The 2025 Internazionali di Tennis Città di Trieste was a professional tennis tournament played on clay courts. It was the 6th edition of the tournament which was part of the 2025 ATP Challenger Tour. It took place in Trieste, Italy between 7 and 13 July 2025.

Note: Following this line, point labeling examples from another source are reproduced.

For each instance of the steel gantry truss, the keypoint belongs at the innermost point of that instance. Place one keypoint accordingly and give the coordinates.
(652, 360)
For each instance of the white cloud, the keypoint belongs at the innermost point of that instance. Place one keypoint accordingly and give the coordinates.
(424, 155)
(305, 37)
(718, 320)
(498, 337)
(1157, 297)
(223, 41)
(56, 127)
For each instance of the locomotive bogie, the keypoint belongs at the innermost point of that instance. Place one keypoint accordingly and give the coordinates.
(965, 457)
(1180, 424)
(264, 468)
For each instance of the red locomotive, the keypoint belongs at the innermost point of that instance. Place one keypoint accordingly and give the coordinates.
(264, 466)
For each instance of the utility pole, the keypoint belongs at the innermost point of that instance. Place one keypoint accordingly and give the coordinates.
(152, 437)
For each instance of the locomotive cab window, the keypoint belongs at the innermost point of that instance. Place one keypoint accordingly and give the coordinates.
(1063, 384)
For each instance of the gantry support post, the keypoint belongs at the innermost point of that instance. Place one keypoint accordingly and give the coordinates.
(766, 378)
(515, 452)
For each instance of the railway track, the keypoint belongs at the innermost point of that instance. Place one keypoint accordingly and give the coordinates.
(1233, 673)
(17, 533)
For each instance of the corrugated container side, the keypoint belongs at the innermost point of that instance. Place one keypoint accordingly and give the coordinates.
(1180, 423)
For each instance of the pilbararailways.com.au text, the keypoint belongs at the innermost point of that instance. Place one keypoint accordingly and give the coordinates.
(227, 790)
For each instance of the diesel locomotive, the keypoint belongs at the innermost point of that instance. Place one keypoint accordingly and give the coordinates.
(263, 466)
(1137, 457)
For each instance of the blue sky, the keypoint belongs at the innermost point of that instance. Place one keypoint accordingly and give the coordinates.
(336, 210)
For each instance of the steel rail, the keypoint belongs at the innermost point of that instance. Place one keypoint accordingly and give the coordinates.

==Singles main-draw entrants==

===Seeds===

| Country | Player | Rank^{1} | Seed |
|---|---|---|---|
| TPE | Tseng Chun-hsin | 96 | 1 |
| CHI | Tomás Barrios Vera | 108 | 2 |
| CZE | Dalibor Svrčina | 114 | 3 |
| USA | Tristan Boyer | 120 | 4 |
| ARG | Thiago Agustín Tirante | 121 | 5 |
| GEO | Nikoloz Basilashvili | 126 | 6 |
| ITA | Matteo Gigante | 133 | 7 |
| LTU | Vilius Gaubas | 140 | 8 |

- ^{1} Rankings are as of 30 June 2025.

===Other entrants===
The following players received wildcards into the singles main draw:
- ITA Marco Cecchinato
- ITA Federico Cinà
- ITA Giulio Zeppieri

The following player received entry into the singles main draw as a special exempt:
- ITA Stefano Travaglia

The following player received entry into the singles main draw through the Next Gen Accelerator programme:
- FRA Arthur Géa

The following player received entry into the singles main draw as an alternate:
- ARG Facundo Mena

The following players received entry from the qualifying draw:
- ARG Andrea Collarini
- CRO Matej Dodig
- POL Daniel Michalski
- CZE Maxim Mrva
- IND Sumit Nagal
- ITA Andrea Picchione

==Champions==

===Singles===

- CRO Matej Dodig def. ARG Thiago Agustín Tirante 6–3, 6–4.

===Doubles===

- SUI Jakub Paul / CZE Matěj Vocel def. NED Robin Haase / DEN Johannes Ingildsen 7–5, 6–1.